Nightlife: On the Rocks
'Let's go bowling!' These words, which used to run along the wall at Grand Central Bowl, are gone. So is the colorful bas-relief of a family of bowlers, bowling bags in hand, striding stiffly toward the entrance to the venerable bowling alley.
Their absence hasn't kept the bowlers away. Grand Central Bowl has been reborn as a modern pastime emporium. It's two stories with two bars, long vistas of bar stools and booths, pool tables and enough TV screens to make Big Brother feel right at home.
Still, on two recent visits to the new venue - one on Friday night, one on Sunday afternoon - the bowling lanes in the center of the building remain the main attraction.
The place, renamed Grand Central Restaurant and Bowling Lounge, now is the property of Concept Entertainment Group, a local company that runs nightlife behemoths including Barracuda, Dixie Tavern and Duke's Country Bar and Grill.
This new venture is a major one for the company. It has taken over a structure that covers an entire city block.
The company has completely refurbished the old building, which was a produce market in the 1920s. More recently, the building was a rather down-at-the-heels 24-hour bowling alley, with an arcade, pool tables, a questionable cafe and a dark, smoky little lounge called the Pump Room.
Inside, they've sandblasted away the sordid memories of drunks and pool sharks, and power-washed the kitsch out of the nooks and crannies.
When I arrive around 10:30 p.m. on a Friday night, the place feels a bit empty, and very new. I don't like the TVs. They are everywhere. If you look away from one, another will be staring you in the face.
Every bowling lane has its small cluster of bowlers at one end, and gigantic screens at the other, towering over the pins with music videos flashing. You can heave your heavy, colorful ball right down Madonna's smiling maw, or aim a gut shot for Gwen Stefani's spangled belly.
A staircase leads from the main bar to the mezzanine. From halfway up the stairs I look down on the lanes: groups of friends clustered around tables that hold glasses of beer and cocktails.
One group has a big batch of food from the late-night menu, which, like everything here, is ample. The list runs from calamari to hot wings to burgers and pizza to an Asian sampler platter. Someone bowls a strike; right after, someone rolls a gutter ball.
To play a game myself, I return with two friends on Sunday afternoon.
Instead of the traditional molded plastic chairs, we recline on a sofa, sharing a central coffee table with a group at the next lane. Football dominates the TV screens; thankfully, the one at the end of our lane remains blank.
It's just a glitch, an attendant explains, but if you make a pact with the other bowlers in your area, the staff can turn the things off.
We order nachos, and discover that eating finger food and bowling at the same time is problematic, and definitely not for the germophobic.
Along with the usual burgers and fries you can order a steak dinner or a mac and cheese entree that costs $10.95.

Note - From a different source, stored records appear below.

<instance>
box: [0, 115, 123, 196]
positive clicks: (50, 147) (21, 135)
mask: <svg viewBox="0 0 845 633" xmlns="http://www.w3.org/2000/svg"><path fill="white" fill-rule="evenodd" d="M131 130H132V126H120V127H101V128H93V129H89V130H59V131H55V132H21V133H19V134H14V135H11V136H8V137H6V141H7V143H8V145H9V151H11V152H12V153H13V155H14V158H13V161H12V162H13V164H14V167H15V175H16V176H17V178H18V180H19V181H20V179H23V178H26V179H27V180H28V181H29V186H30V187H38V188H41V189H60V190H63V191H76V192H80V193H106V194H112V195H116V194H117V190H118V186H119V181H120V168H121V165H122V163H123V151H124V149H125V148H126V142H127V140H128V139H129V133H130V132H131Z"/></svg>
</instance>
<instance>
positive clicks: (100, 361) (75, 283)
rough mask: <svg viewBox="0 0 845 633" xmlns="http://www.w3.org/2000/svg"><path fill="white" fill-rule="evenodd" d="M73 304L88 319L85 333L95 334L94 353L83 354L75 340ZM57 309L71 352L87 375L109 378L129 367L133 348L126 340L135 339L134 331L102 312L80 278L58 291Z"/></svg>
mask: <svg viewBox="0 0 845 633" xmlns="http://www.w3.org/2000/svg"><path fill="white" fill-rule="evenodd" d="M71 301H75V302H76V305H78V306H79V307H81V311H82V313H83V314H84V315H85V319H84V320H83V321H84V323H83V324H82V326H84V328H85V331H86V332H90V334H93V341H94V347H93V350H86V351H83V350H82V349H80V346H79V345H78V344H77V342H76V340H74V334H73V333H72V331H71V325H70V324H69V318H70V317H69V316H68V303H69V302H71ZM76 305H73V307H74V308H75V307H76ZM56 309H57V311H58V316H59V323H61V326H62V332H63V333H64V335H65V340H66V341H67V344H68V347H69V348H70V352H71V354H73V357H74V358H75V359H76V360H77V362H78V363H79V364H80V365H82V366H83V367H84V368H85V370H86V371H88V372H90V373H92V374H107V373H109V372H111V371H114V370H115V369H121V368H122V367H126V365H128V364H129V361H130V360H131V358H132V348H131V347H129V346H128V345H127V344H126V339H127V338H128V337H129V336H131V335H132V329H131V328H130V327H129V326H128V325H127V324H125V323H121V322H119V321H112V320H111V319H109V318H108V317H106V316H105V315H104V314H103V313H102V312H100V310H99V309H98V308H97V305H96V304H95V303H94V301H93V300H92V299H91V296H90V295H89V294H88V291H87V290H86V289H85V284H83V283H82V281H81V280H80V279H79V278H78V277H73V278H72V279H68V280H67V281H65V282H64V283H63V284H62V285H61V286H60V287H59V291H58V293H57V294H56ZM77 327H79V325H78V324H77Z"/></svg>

Part of the roomy upstairs is occupied with three separate conversation nooks, equipped with couches, easy chairs and gas fireplaces. Above each fireplace is a TV, and this afternoon each has drawn the attention of a cheering group of football fans.
Down on the lanes, I notice a woman with a cool, 1960s-looking blue bowling bag. She got it at Goodwill, she says. She owns her own ball and bowls in a league in Milwaukie. She knows all about Grand Central in the old days - in fact, she used to tend bar in the Pump Room.
She agrees with me that it's a little weird to see the place so spiffed up. That's OK, though, she says: 'There are a lot of other crappy bowling alleys out there.'
My favorite thing about bowling is that you always get a second try. It's good to see the old Grand Central getting the same chance.